İz Tv’de yayınlanan Mehmet Kuzu İle Kolektif Girişimler programının canlı yayın konuğu Öğretmen Kulübü Yürütme Kurulu Üyesi Yusuf Çağlayan oldu. Yayın sırasında Öğretmen Kulübü’nün katkılarını, kooperatifleşme süreçlerini ve pandeminin öğretmen ve öğrencileri nasıl etkilediği konuşuldu.
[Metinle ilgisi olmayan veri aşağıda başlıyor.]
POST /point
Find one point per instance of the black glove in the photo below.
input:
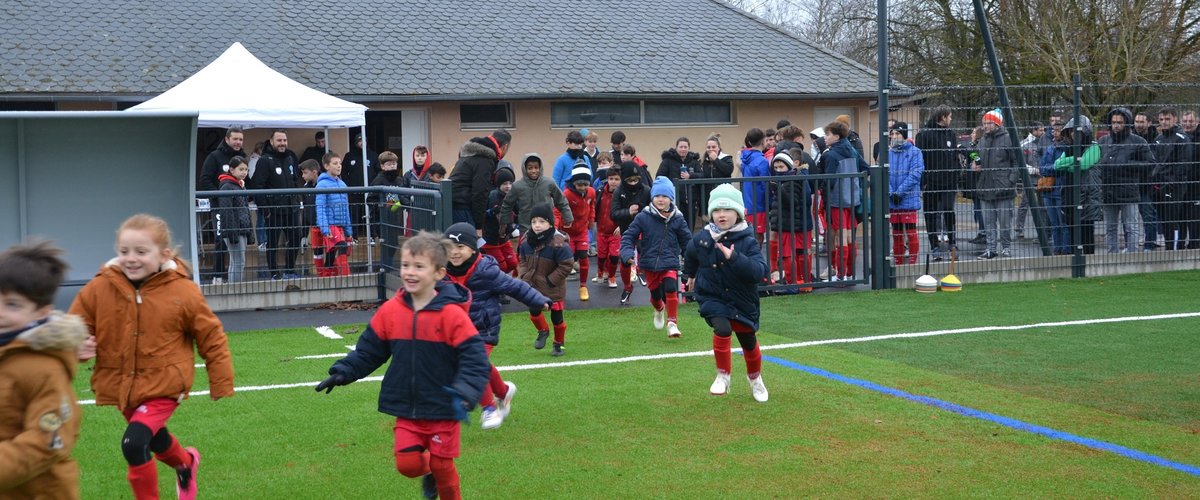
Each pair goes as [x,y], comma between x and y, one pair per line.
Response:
[330,383]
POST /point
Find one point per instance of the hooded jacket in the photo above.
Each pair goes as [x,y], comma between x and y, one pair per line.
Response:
[472,176]
[430,349]
[147,337]
[528,192]
[486,284]
[39,414]
[659,239]
[905,174]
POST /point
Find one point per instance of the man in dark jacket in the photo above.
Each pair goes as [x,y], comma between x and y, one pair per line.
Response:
[1126,161]
[472,176]
[940,151]
[277,169]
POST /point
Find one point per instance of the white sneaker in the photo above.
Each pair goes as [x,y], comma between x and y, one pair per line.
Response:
[491,419]
[757,389]
[721,385]
[505,404]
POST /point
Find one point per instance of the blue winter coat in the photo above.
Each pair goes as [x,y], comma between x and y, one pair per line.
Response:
[727,288]
[754,194]
[904,175]
[333,209]
[659,239]
[486,283]
[430,349]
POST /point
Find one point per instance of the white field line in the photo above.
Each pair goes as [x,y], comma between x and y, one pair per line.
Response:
[325,331]
[709,353]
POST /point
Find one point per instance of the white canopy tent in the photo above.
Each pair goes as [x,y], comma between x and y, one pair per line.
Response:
[237,89]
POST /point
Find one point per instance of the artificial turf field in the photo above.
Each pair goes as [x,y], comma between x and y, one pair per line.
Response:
[627,413]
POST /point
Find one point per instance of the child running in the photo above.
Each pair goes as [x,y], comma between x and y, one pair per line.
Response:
[544,261]
[39,414]
[727,264]
[148,318]
[487,283]
[438,369]
[659,234]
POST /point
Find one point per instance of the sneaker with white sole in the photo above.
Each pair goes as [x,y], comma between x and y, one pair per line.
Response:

Yusuf Çağlayan, konuşmasına Kulübün kuruluş süreci, amaçları ve yapılanmalarından bahsederek şunları söyledi: “2015 yılından beri Öğretmen Kulübü var. 4. yılımızdayken modelleme yöntemiyle öğretmenliğin toplumun gözündeki değeri üzerinde çalışma yürütmüştük.  Bu çalışmayı öğretmenlerimizle yaptık. Aynı zamanda da saha çalışmaları da yapıyorduk. 2014 yılında karşılaştığımız veriler sonucunda toplum gözünde öğretmenin değeri tıp profesörü, askeri hakimden sonra dördüncü sırada geliyordu. Araştırmayı değerlendirdiğimizde öğretmenin gözünde öğretmen değerli değildi. Kulübün temellendiği noktalardan biri de budur. Gözlemler sonucunda öğretmenin öğretmen ile öğretmence bir araya gelmeye ihtiyacı olduğunu hissettim. Böylece haftanın bir günü bir araya gelerek sohbet edelim kararına vardık. Ancak sadece mesleki deneyimlerimizi değil, kişisel deneyimlerimiz de olsun dedik. Çıkış noktamız böyleydi. Cuma akşamı buluşmalarımız öğretmen kulübünün lokomotifi olarak başladı.” 

3 YILDA 90 BULUŞMA
Öğretmen kulübünde kooperatifleşme sürecinin başlangıcını anlatan Çağlayan, “Kulüp içerisinde karar verdiğimiz ilk şey sürdürülebilir olmasıydı. Cuma buluşmalarında tek başıma da orada olsam gerçekleştirecektik. Benim emeklilik projem, 15-20 yıl yapmaya devam edeceğim. İlk 3 yıl da 90 buluşma yapmıştık. Bu süreçte de ailemiz büyümeye başladı.  Deneyimlerimiz başka şeyler yapmaya yöneltti. Bunu düşünürken hayatımıza kooperatifçilik girdi. Kooperatifçilikte deneyimli olan kişilerle irtibata geçtik. Böylelikle İzmir Eğitim Kooperatifi’nin temellerini attık. 2018 yılında da yasal sürecimizi tamamlamış olduk. Öğretmen Kulübü  işbirliği yapacağı konularda İzmir Eğitim Kooperatifi’yle yol arkadaşlığı yapmaya devam ediyor. Sosyal girişim olarak belli alanlarda bağımsızlığımızı korumaya devam ediyoruz. Bu durum bizi ortak akıla yöneltti” ifadelerini kullandı

‘MANTIĞIMIZ KOLAYLAŞTIRICILIK’
Kulüp içerisindeki çalışma yöntemlerini anlatan Çağlayan, dijitalleşmenin de öneminden bahsetti. Çağlayan, sürdürdükleri modelin temelinde kolaylaştırıcılık yattığını belirterek, “Birlikte öğrenme modeliyle birbirimizi dijitalleştirdik. Yıl boyunca yapacağımız şeyleri Ağustos ayında tasarlıyoruz. Sezonumuz Eylül ayında başlıyor ve Haziran’a kadar devam ediyor. Aslında bu süreçte 10 ay çalışıp, 1 ay boyunca değerlendirme yapıyoruz. Tasarlarımızı değerleri görüyorum. Sürdürdüğümüz model şu şekilde: Kolaylaştırıcılık sözcüğünü seviyorum. 10 kişi, Cuma akşamı yaptığımız buluşmalar, açık atölyeler, öğretmen sohbetleri ve biriken deneyimlerimizi doküman şeklinde tutuyoruz. Bunların toplamını kolaylaştırıcılık mantığında yapıyoruz. Tasarımı güçlü yaptığımız için uygulamada düzenli şekilde gidiyor.” dedi
Çağlayan, kulübün içerisinde bulunan dört bölümün ve çalışmalarının pandemide nasıl dijitalleştiği sorusuna, “  Kulübümüzün tüm buluşmalarını yüz yüze yapıyorduk. Salgın sürecinde iki hafta durduk. Sezonun geride kalan 15 buluşmasını dijital yollarla yaptık. Altıncı sezonumuzu da çevrimiçi yapma kararı aldık. Bizdeki kararlar oybirliği kavramıyla alınır. Süreç içerisindeki kararlarımızı böyle aldık” şeklinde yanıt verdi.